• Home
  • About
    • Anirban photo
    • About Me
    • Email
  • Blog Posts
    • Writings
    • Tags
  • Skill Set

data.table work diary

Greetings reader! \(^^)/

This is a blog-like page where I’ll be briefly documenting my day-to-day progress on tasks that I’m working on for helping and improving the data.table project. I started writing this on the 27th of February, 2024 and I intend to update it daily at the end of the day (my workweeks prior to this mostly included activities for the NSF POSE Winter ‘24 program such as interviews and presentations, apart from smaller tasks such as documentation improvements).

  • What I’m currently working on!
  • Any feedback?
  • Presentations
  • Blog posts

Workweeks

  • February 27 - March 1 ‘24: Researched ways to include a link to an artifact generated from a GitHub Actions (GHA) workflow, got the feature to work after exploring upload-artifact@v4, fixed issues related to my GHA along the way (unidentified references to branch names, specifying the safe directory exception with appropriate authentication, corrupted package databases), refactored my action to work inside another repository instead of having to running it from my Autocomment-atime-results repository, fixed local git issues for Doris and small errors based on atime test code, reviewed older posts on The Raft.
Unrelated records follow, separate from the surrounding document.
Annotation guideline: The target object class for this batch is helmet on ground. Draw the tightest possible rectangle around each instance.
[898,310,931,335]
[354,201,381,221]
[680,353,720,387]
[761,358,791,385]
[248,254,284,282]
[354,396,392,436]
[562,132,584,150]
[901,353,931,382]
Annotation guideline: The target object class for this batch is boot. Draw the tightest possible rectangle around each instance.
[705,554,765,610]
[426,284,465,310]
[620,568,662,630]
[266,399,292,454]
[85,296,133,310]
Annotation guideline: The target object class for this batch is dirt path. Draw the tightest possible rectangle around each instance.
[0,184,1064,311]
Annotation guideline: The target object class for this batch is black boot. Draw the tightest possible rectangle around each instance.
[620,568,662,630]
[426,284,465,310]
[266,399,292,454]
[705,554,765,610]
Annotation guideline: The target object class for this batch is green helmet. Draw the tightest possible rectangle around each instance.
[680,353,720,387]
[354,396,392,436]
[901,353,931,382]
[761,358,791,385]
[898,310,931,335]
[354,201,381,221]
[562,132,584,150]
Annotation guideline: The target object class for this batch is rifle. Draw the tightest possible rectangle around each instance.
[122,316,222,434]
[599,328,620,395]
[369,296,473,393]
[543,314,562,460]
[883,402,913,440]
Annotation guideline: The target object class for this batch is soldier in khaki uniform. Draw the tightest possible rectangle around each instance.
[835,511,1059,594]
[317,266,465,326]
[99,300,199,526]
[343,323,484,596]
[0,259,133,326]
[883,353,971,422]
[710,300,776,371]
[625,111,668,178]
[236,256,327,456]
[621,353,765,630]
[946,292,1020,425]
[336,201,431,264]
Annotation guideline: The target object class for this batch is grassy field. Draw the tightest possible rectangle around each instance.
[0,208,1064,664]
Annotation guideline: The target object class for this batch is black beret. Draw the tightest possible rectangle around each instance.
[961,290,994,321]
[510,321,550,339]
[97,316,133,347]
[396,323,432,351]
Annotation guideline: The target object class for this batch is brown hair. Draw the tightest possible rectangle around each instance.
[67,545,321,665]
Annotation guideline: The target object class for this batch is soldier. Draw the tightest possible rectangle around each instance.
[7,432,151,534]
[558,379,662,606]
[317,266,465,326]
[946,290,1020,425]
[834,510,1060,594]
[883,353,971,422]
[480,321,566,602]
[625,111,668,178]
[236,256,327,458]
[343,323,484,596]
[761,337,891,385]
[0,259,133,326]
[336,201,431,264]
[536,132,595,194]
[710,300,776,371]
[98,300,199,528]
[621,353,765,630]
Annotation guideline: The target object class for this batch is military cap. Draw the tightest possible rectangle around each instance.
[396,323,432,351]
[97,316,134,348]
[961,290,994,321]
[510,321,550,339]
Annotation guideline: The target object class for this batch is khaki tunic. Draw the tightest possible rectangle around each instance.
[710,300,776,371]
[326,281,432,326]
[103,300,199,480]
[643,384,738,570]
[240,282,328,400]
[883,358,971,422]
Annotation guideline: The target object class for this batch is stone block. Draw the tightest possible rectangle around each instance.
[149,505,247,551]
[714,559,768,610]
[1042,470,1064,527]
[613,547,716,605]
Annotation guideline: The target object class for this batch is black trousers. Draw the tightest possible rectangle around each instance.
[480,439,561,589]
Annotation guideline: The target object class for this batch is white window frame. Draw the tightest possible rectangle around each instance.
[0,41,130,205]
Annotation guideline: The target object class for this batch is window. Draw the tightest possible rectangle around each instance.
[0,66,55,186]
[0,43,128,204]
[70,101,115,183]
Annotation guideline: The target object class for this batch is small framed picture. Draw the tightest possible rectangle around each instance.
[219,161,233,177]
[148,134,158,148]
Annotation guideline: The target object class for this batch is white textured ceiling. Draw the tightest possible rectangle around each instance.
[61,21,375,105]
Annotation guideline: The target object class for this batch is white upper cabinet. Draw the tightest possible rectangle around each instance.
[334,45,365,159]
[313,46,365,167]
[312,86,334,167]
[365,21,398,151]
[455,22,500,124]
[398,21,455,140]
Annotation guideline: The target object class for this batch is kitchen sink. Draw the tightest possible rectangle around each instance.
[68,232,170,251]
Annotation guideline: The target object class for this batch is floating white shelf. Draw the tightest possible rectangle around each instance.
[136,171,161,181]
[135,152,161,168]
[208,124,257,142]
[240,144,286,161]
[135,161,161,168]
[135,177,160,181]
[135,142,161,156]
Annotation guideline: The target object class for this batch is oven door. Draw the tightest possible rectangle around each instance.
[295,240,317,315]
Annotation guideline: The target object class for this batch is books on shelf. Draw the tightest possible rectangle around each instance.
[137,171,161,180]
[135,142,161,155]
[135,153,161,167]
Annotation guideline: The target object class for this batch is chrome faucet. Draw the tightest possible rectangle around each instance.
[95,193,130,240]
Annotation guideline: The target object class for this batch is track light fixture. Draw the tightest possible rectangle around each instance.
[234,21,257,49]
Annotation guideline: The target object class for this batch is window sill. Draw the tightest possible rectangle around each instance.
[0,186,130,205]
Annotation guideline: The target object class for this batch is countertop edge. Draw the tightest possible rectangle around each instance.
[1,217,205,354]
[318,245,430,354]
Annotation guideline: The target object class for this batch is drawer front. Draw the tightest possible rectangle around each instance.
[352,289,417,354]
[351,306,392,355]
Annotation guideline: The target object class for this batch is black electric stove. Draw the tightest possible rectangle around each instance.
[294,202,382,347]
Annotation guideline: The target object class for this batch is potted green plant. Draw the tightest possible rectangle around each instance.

  • March 4 - 8 ‘24: Made slides for my presentation ‘GitHub Actions: Automated regression testing on pull requests’ (for data.table) and delivered, made changes to my action based on received feedback, made an example of my action working on another R package (bingsegRcpp, on a fork of it), investigated ways to update a GitHub-bot comment and ended up with an easy cml feature-based fix, investigated ways to benchmark steps in a workflow.

  • March 11 - 15 ‘24: Solved an error with git rev-parse not finding references, got merge-base to appear on plots, made a bunch of changes to my action to get it published on the Marketplace and running appropriately (after iterative testing), made PRs to demonstrate its working on a refork of data.table, worked on changes Toby suggested.

  • March 18 - 22 ‘24: Tried to understand the C code involving parallelization (via OpenMP) for documentation purposes, and after thorough digging, wrote about all 12 applicable cases (files/functions) mentioned in the docs in as much detail as I could provide (sent a PR).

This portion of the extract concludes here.